More than any of his earlier cases, the comatose hero’s 26th adventure bears the hallmarks of a formal detective story.

Wyoming Game and Fish Warden Joe Pickett has been shot plenty of times before. But this time may be the last.

As Joe hovers between life and death in a Billings hospital, Box indicates that Dorn Peddy and James Dale O’Bryan are the two men who ambushed him, shot him, and left him for dead. But he doesn’t reveal who hired them or why. That’s left up to Joe’s three daughters: bird-abatement firm chief executive Sheridan, Bozeman private eye April, and University of Wyoming undergrad Lucy.

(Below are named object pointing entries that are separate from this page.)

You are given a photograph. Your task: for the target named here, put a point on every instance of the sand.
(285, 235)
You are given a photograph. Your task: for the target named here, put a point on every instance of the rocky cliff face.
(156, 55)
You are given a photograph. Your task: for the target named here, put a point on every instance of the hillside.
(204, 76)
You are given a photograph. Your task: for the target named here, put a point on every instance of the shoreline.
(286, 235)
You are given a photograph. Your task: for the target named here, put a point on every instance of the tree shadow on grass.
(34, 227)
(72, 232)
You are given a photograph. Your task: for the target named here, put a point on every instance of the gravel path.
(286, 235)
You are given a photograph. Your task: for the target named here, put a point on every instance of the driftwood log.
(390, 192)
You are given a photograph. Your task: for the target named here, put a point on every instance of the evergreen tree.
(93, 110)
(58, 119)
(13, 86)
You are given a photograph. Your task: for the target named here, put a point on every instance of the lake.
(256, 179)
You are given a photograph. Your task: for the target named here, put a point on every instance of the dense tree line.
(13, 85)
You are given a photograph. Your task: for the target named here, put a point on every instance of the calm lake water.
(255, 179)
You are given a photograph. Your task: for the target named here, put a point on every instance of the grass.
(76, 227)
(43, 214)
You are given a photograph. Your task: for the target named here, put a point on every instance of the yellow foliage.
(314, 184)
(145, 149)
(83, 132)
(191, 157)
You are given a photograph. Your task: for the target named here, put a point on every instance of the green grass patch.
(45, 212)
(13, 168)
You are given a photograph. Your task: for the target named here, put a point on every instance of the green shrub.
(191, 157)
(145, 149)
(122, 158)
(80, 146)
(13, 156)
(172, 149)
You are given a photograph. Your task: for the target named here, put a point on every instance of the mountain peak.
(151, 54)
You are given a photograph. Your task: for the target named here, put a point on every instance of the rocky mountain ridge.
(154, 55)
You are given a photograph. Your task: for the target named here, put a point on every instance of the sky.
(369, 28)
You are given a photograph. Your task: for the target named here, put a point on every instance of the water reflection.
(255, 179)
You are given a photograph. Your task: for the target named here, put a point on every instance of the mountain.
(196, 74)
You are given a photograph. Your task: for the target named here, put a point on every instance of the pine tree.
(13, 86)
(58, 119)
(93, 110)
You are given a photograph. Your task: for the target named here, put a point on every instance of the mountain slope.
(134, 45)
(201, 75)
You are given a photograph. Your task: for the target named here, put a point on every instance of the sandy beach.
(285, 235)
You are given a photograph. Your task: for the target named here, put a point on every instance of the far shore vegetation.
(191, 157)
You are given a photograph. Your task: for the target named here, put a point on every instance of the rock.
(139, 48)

Since the man who reported the incident to the Twelve Sleep County Sheriff’s Department has disappeared, the most that newly appointed Sheriff Steve Sondergard can do is to warn Sheridan and her sisters away from the case. But the fact that both the shooters and the witness seem to have come from one of exactly three places presents an obvious appeal to the younger Picketts, who plan to each visit one place and question the owners simultaneously before they can warn each other that anyone’s coming. The only problem is that all the possible suspects—billionaire Michael Thompson and his wife, Brandy, of the Double Diamond Ranch; ranchers John and Shelby Bucholz, of the Bucholz Cattle Company; and secretive sisters Lisa and Lainie McElwee, of McElwee Land and Cattle Ranch—act equally guilty. As Box unspools a series of flashbacks showing what Joe was up to in the weeks before the ambush, one question assumes paramount importance: Can Joe’s daughters identify which of them is behind the plot to murder their father before the hired gunmen visit the hospital and try again?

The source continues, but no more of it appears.